I know exactly what you mean, Neant. There is no vivid remembering of anything that happened in the past. All I remember is facts or ideas. I don't really remember anything in the past, except for a few specific events. Its like remembering remembering a memory, and that's all you remember.
I wonder Neant, do you find little vividness because you don't feel much emotion, and what happens to you has a detached quality about it? As if it were happening to someone else. I find that's what my experience is like. I don't actively DO anything, my entire existence revolves around automatic responses to cause and effect. I'm not interested in what happens around or to me. Its just boring, monotonous. Breath is just a clock, counting the progress of time.
Have you ever watched the movie called Equilibrium? Good movie, stars Christian Bale. Its about a civilization that outlaws emotion, and have invented an emotion suppressing drug. They're all living monotonous lives doing the same thing every day, and they all conform. Looking at it from the outside, you think, how can they live like that, it would be sooooo boring. Then you look at yourself, well, I look at me, and it is boring. Life really is empty. Why would you want to have perfect memory of a monotonous, boring, empty past? The parts of my past that I remember most, are the times when I'm aware and actively conscious of what's happening. Times when I'm feeling generally fear or sadness, have more vividity.
So really, at least this is my hypothesis, emotion is vital to memory.
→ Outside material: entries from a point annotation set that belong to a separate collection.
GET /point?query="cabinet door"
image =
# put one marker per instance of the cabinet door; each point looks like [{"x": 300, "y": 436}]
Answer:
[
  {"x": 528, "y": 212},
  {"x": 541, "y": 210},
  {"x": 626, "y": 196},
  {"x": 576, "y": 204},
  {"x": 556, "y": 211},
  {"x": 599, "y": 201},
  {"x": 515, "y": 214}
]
Interest and attention play an important role in how well you can actively remember the past. When time is just a boring endless thing, and you're not interested in things, you don't bother to record where those memories are stored as well as you do otherwise. The hippocampus and amygdala are important in recording where in the brain the memories are stored. They're like a superlarge *.fat file. And they also activate when you experience emotion. Is it linked? More than likely.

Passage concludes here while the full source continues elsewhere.